Second choice is microsoft choice: since microsoft c compiler considers these conventions all the same thing, logical consequence is that every other c compiler will use this convention in the future. Old calling conventions have no meaning in win64.

First choice can be used if there is the possibility that some c compiler uses these conventions even on win64. This means that freepascal headers for windows apis should be rearranged: on i386 there should be a

{$calling stdcall}

while on win64 for amd there should be a

{$calling win64amd}

and parts where calling convention is directly specified as function modifiers should be carefully modified/moved to inc files.

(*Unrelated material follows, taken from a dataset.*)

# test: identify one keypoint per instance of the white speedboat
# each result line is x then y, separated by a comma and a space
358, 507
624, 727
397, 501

If second option is chosed it could be useful to temporary set this name to "win64amd" so that it can be tested and debugged on linux-x86_64, where we have gdb (making functions with win64amd modifier and calling them in pascal source files, and test and debug the calling convention). When everything is ok it will be an alias to cdecl, stdcall and safecall on win64 for amd and name will be removed.

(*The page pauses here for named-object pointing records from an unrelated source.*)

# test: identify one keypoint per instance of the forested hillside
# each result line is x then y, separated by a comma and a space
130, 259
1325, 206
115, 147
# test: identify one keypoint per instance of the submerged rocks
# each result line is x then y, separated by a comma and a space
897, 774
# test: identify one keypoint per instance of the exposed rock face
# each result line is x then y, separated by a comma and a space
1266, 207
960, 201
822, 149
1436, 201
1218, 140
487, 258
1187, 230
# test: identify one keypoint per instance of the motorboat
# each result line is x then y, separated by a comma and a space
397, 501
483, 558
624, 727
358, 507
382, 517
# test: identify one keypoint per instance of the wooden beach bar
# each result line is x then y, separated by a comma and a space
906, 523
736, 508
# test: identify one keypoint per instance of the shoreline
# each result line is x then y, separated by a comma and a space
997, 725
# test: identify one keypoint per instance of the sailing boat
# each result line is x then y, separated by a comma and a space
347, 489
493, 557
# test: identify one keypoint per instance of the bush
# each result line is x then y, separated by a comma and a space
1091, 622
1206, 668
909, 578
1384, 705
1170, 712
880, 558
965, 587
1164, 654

A function that is declared to use this convention should do these things:

  • if RCX, RDX, R8, R9, XMM0, XMM1, XMM2, XMM3 are used, their value should be saved in shadow space
  • other nonvolatile registers, if used, should be pushed on stack. These registers are R12 through R15, RDI, RSI, RBX, XMM6 through XMM15
  • MXCSR and FPCSR, if used, should be pushed on stack.

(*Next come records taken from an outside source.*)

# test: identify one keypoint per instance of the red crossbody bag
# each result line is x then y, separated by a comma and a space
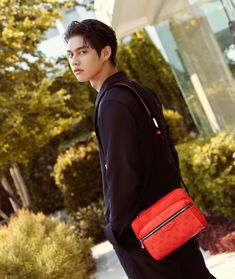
171, 221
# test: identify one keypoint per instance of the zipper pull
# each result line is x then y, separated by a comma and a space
141, 244
155, 122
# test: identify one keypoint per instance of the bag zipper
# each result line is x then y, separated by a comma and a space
164, 223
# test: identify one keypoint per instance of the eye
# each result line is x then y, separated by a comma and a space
69, 55
82, 52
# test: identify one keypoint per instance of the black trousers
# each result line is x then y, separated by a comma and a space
185, 263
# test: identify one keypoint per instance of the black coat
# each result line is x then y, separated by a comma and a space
138, 166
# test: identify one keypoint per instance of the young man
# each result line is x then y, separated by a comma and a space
135, 164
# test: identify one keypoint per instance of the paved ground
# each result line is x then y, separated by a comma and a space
222, 266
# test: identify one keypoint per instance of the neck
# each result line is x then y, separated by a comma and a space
99, 79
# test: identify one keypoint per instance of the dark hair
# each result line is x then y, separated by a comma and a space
95, 33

A function that call a function that uses this convention should do these things:

  • Save volatile registers, if used. These are RCX, RDX, R8, R9, XMM0, XMM1, XMM2, XMM3, RAX, R10, R11, XMM4, XMM5.
  • Save x87 and MMX registers, if used.
  • If MXCSR and FPCSR have been modified, their original value should be restored.
  • Push parameters beyond the fourth on stack and align stack on 16-byte boundary if needed. Stack must be padded before pushing parameters according to current stack alignment and number of parameter beyond fourth, so that when last parameter that must be on stack is pushed, stack is 16 byte aligned.
  • Put parameters 1..4 on registers.
  • Allocate 32 bytes on stack for shadow space of callee.

Output format

Okay, there is no gas for win64. Since rtl and windows api should be adjusted, a temporary way to start working on it could be to use masm output and compile with ml64. There is a masm writer, and it looks like it has been upgraded (if not upgraded, something has started to move) to handle ml64 syntax too. While this is a good thing, since it's good to have masm output option even if gas would be available, it can be seen as a useless effort. So, binary writer could be improved to handle x86_64 as well. x86_64 is i386 with larger pointers, a couple of instruction were added and some removed: it should be easy to adapt i386 binary writer so that it can write x86_64 code too. Another good thing is that this can be tested and debugged under linux for x86_64, and this platform would benefit from binary writer too. There is the PE+ coff format to implement, but it's not very different to PE coff: maybe differences will be written in this wiki too.

Adapt rtl

Having binary writer and calling convention, link can be performed with microsoft link until binutils are ported to win64: we could start adapting windows rtl.

Of course, debugging support will still be missed, and I think that adding support for another debugger like windbg should be a big and useless effort, but while gcc isn't available for win64 freepascal could be almost-ready and win64 could be considered an experimental platform, not ready yet to be included to the official ones.